Bij de tentoonstelling in Pictura in 1918 werden de inzendingen van Altink, Dijkstra, George Martens en Wiegers niet toegelaten. Dit vormde de directe aanleiding voor de oprichting van ‘een kunstkring De Ploeg’.
Portret Jan Altink 1927
Voor de eerste Ploegtentoonstelling in februari 1919 zond Martens 10 werken in. Naast schepen waren het voornamelijk stadsgezichten. In 1954 organiseerde Pictura een eretentoonstelling. Daar waren 92 werken van hem te zien. Ook tussendoor deed hij mee aan diverse tentoonstellingen. Ook was hij enige tijd redacteur van het literair-politiek tijdschrift Het Kouter en van 1932 tot 1934 voorzitter. En hoewel het tussen hem en De Ploeg niet altijd boterde was het een verbond voor het leven, want lid van De Ploeg bleef hij tot zijn dood en was hij van 1963 tot 1967 opnieuw voorzitter. Naast schilderen hield Martens zich ook bezig met reclamewerk (affiches en folders). Een bijzondere categorie in zijn werk is de verbeelding van kermis- en sporttaferelen zoals van de TT en wedstrijd schaatsen.
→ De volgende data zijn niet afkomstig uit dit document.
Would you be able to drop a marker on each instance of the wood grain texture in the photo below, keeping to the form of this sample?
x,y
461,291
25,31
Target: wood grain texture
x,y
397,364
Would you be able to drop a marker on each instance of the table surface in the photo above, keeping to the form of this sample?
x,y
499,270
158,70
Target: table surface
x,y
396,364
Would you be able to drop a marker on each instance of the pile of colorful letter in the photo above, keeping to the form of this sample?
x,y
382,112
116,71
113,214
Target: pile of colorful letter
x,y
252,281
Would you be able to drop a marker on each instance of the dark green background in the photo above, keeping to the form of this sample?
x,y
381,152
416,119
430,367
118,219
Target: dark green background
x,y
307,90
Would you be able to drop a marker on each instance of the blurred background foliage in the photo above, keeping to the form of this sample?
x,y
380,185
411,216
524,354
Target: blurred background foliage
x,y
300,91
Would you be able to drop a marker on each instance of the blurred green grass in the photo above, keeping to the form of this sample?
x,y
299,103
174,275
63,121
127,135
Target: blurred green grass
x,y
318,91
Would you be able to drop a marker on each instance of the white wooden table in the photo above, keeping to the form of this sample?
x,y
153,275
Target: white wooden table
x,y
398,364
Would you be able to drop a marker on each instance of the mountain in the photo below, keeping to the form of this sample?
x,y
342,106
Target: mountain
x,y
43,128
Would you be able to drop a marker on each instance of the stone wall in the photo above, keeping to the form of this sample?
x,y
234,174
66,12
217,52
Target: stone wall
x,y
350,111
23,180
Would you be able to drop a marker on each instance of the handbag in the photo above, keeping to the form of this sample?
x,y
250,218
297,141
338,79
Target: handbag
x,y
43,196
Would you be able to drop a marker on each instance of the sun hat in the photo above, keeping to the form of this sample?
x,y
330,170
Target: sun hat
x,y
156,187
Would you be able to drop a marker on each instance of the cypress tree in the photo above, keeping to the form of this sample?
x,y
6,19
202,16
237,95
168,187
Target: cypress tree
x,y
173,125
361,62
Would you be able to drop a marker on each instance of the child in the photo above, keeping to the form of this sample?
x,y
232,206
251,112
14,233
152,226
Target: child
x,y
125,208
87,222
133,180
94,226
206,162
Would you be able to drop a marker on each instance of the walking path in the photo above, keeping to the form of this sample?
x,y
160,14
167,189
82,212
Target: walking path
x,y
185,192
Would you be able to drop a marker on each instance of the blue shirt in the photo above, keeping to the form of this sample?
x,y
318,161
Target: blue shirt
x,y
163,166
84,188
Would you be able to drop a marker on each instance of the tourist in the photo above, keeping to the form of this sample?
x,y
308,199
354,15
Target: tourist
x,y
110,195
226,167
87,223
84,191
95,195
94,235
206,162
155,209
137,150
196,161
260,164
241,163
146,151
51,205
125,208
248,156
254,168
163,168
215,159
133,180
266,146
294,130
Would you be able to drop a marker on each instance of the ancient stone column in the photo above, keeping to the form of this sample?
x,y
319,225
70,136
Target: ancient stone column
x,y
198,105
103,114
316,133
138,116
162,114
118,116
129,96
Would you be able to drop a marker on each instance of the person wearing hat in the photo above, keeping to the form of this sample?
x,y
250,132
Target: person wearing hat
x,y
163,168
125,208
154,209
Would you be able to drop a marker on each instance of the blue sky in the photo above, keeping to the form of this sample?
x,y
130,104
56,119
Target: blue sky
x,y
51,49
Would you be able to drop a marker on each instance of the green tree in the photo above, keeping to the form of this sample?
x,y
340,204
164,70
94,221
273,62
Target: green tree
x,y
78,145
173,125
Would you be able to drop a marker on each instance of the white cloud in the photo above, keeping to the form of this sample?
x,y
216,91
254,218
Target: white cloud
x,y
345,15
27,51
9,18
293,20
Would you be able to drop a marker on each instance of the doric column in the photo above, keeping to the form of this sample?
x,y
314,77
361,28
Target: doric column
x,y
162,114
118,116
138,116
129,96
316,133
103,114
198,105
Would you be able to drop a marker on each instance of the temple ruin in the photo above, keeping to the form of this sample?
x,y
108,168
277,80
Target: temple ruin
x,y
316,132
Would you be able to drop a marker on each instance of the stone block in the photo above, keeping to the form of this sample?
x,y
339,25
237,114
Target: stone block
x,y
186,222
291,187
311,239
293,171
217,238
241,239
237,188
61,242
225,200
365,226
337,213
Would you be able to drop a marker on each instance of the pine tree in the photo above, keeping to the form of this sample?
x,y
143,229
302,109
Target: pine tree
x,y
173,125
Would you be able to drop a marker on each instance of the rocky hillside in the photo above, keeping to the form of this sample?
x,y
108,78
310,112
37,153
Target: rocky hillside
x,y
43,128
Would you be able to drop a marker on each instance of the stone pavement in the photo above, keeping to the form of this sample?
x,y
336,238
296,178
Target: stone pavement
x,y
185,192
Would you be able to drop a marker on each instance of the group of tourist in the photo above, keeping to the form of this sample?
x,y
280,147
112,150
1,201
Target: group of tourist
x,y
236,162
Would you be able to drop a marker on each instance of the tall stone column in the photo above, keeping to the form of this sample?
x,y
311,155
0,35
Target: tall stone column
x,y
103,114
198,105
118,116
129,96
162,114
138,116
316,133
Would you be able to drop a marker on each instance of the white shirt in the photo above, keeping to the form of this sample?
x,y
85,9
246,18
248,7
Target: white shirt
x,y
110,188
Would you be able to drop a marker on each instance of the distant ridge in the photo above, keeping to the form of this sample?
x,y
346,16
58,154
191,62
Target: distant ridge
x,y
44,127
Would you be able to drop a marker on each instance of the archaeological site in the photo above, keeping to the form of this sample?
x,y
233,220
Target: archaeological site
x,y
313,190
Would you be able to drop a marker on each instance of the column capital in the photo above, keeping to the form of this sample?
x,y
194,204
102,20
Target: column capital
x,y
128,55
Zijn werk was typisch voor het Groningse expressionisme met krachtige kleuren en een spontaan penseelgebruik. Portretten, stadsgezichten en vanaf zijn tjalk ‘Alida’ geschilderde stukken zijn dominant aanwezig in zijn oeuvre. Hij legde de dynamiek van het stadsleven in supergoed vast. Evenals andere expressionisten heeft Martens houtsneden gemaakt, maar meestal koos hij voor de directheid van het potlood of de flexibele kwast. Het geduldig graveren van een etsplaat was in elk geval minder aan hem besteed. En zoals meerdere Ploegschilders werkte Martens ook enige tijd met wasverf zoals ‘Vischmarkt’ uit 1927 en ‘Trottoir met voetgangers’ uit 1926. Vanaf 1950 werden de gezondheidsproblemen van Martens groter en de productie lager.